Study strengths and limitations

The sniffing bead system, our newly developed diagnostic system for the screening of olfactory function, is simple, easy-to-perform, not culturally specific, and particularly suited for testing older adults. It is based on single-use beads containing odorous solutions and overcomes the primary disadvantage of conventional, felt-tip-pen-type olfactory test kits that degrade over time.

In geriatric subjects, deficits in olfaction are difficult to detect unless they are specifically assessed, especially in those with impaired cognitive function. Based on this validation study, the sniffing bead system is a useful screening tool that quantifies detection thresholds comparable to those in conventional olfactory testing, but in a significantly shorter time. The validity of this system is further supported in cognitively impaired geriatric subjects, including subjects with AD and vascular dementia.

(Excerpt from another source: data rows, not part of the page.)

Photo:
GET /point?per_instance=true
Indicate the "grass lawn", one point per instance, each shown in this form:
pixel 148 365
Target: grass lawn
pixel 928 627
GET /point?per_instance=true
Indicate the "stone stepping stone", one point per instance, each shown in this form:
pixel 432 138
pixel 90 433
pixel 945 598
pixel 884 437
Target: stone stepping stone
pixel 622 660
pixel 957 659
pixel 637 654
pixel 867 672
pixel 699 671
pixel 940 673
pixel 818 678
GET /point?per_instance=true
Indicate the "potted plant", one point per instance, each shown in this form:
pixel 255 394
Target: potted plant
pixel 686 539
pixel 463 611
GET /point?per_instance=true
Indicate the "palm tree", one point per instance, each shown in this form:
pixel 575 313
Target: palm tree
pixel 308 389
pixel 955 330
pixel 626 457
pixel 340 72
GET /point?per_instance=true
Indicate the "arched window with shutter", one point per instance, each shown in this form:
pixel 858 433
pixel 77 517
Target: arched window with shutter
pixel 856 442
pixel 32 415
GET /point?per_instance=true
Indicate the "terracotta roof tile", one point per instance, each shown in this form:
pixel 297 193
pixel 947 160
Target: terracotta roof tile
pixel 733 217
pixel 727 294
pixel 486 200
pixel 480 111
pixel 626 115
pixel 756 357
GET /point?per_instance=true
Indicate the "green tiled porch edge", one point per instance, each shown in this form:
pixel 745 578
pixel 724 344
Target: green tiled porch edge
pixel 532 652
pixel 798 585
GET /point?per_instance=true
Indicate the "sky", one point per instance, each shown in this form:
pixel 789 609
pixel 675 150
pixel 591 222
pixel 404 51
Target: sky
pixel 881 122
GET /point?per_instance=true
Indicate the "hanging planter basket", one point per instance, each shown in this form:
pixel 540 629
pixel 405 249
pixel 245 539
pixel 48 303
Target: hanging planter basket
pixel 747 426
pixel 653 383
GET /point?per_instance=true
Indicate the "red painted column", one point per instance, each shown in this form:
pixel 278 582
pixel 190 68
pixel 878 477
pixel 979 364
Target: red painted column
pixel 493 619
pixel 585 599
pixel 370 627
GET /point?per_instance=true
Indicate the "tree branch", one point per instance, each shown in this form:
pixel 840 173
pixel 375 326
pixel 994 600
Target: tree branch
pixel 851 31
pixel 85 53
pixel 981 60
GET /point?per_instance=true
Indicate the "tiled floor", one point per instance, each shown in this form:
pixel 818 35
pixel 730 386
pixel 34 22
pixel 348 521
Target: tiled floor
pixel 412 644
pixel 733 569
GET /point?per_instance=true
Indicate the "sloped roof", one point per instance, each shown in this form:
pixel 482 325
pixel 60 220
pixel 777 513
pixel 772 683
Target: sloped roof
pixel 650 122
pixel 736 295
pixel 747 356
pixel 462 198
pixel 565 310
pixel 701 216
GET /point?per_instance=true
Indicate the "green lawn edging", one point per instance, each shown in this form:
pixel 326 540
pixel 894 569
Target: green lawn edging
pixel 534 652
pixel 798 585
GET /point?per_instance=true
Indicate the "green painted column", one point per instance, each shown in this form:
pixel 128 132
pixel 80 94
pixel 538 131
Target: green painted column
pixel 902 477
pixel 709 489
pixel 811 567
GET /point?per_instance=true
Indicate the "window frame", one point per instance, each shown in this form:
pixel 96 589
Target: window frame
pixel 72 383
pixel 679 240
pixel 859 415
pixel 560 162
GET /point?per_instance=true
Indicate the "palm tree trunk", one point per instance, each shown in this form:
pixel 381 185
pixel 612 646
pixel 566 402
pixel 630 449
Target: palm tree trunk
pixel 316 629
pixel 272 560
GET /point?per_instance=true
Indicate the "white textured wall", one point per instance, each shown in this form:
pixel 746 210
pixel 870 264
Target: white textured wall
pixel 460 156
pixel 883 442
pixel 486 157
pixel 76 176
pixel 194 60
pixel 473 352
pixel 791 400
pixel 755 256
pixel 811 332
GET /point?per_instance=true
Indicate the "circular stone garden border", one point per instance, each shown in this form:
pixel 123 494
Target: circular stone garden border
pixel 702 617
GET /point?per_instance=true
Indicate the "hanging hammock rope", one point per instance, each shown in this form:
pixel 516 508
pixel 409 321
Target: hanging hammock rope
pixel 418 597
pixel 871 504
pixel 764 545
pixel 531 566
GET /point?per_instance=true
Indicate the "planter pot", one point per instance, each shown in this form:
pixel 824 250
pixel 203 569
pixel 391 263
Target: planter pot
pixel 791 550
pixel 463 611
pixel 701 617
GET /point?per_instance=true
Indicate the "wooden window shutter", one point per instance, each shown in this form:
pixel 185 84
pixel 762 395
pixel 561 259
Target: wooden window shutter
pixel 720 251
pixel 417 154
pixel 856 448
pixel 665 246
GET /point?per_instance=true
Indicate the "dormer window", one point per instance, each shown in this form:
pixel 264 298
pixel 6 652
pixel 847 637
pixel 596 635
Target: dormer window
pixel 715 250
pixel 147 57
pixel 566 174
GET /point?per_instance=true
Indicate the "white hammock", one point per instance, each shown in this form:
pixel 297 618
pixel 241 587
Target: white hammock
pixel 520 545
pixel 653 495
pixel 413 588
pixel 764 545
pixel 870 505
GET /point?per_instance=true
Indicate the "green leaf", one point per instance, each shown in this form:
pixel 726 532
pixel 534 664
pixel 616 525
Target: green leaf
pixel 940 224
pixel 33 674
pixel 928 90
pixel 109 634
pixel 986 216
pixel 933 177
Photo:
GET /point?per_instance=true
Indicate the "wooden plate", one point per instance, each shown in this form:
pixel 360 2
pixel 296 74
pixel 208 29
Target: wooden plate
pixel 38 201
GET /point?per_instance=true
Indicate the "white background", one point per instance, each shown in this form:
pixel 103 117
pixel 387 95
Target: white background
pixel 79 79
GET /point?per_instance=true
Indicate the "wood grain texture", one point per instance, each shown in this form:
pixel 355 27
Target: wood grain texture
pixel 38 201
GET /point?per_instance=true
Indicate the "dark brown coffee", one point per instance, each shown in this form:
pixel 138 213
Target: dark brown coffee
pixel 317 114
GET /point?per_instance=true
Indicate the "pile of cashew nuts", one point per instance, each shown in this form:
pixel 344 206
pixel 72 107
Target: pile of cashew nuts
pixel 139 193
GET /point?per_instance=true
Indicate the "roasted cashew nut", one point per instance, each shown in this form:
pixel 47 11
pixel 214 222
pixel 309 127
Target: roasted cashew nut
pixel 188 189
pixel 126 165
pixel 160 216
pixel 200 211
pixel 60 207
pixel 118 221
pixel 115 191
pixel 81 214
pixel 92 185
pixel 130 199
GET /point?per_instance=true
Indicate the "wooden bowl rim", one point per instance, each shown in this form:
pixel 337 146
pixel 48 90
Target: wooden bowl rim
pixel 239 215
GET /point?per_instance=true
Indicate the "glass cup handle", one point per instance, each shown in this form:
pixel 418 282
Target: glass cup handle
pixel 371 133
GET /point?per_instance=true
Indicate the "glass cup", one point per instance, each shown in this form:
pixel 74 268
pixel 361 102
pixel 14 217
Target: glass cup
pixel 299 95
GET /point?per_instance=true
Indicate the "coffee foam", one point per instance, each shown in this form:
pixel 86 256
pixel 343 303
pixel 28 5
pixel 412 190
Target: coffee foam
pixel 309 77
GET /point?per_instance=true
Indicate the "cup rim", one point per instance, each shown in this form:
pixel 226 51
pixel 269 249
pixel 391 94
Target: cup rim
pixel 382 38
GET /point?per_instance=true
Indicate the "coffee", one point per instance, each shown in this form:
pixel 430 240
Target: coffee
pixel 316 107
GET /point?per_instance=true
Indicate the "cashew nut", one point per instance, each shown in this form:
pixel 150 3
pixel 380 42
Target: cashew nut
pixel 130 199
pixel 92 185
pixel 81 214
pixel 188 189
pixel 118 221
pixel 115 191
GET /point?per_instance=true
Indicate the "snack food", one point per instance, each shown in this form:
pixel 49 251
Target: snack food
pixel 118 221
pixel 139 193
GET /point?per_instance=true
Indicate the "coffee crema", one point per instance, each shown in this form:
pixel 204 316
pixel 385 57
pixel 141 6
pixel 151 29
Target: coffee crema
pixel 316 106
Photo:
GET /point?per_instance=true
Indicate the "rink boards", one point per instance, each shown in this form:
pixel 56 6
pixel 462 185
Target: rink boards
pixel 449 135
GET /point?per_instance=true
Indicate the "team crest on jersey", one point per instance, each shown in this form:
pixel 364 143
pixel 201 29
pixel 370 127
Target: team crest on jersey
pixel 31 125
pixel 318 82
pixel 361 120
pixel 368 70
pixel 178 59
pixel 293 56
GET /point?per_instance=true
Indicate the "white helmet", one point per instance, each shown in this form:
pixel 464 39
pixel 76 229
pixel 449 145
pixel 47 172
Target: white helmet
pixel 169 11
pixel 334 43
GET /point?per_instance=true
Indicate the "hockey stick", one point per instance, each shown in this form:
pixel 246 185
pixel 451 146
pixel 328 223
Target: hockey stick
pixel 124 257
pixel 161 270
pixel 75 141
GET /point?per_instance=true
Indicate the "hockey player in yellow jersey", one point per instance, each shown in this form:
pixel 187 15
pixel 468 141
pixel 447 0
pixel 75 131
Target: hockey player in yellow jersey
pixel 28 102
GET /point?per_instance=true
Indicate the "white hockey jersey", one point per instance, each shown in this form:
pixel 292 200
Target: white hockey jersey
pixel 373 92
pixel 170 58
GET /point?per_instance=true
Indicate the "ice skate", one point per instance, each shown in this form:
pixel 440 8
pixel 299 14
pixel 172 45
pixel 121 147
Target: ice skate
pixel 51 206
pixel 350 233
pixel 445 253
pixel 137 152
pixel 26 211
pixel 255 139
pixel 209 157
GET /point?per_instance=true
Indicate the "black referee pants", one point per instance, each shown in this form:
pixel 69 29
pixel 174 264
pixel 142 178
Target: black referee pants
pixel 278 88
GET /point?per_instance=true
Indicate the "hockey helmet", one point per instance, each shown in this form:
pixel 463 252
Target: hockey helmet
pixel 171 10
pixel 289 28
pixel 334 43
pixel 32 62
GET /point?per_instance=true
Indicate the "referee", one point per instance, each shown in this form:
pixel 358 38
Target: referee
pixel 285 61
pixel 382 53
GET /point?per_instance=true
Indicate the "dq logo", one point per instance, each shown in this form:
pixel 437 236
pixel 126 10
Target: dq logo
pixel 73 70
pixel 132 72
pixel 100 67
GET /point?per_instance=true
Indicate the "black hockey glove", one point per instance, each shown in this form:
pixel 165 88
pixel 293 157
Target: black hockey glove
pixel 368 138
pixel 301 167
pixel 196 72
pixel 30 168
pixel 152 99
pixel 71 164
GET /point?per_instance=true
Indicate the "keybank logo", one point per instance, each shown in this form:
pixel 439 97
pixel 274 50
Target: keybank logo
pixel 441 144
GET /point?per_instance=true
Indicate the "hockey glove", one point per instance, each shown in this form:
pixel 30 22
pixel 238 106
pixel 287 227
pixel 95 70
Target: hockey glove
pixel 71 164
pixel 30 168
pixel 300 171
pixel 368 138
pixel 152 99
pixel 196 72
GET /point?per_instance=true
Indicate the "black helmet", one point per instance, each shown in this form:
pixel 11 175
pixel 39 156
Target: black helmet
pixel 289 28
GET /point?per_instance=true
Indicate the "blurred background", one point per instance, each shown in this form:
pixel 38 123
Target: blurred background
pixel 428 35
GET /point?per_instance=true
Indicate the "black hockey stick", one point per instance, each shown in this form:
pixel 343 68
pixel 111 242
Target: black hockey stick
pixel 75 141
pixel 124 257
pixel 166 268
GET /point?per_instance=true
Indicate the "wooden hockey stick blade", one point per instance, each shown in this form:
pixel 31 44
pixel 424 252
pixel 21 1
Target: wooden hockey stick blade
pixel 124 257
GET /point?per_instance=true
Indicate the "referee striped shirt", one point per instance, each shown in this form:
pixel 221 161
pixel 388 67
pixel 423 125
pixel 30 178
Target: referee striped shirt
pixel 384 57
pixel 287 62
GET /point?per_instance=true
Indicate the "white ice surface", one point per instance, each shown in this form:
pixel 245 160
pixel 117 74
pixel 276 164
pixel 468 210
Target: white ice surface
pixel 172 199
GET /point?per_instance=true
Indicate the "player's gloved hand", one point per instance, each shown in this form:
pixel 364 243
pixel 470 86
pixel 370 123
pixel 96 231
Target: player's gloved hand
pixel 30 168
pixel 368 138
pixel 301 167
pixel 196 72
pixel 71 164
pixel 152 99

However, several limitations of the study should be considered. First, most of the subjects were women. Men have been reported to generally have poorer olfactory function than women [20]; however, another study failed to find a correlation between sex and odor identification [21]. Given this inconsistency in the literature, there is a need to compare the results of the sniffing bead system between men and women. Second, the relatively small sample size and restricted ethnicity limit the generalizability of the results. As the sniffing bead system can be adapted to other odors, a large population-based study including participants of various ethnicities is needed. Finally, this study only evaluated the usefulness of this olfactory screening tool but did not evaluate the threshold of the sniffing bead system for diagnosis of diseases such as AD, as has been done for previous conventional olfactory function tests. Further studies investigating the threshold for the diagnosis of diseases should be performed.

Conclusions

The development and validation of a novel screening tool for olfactory dysfunction, specifically for use in older adults, has been reported in this study. The sniffing bead system may be applied both as a screening tool for olfactory dysfunction and for follow-up of normal olfactory function in the geriatric population. As it is a simple, quick, and one-off system, it can be widely applied in various clinical fields.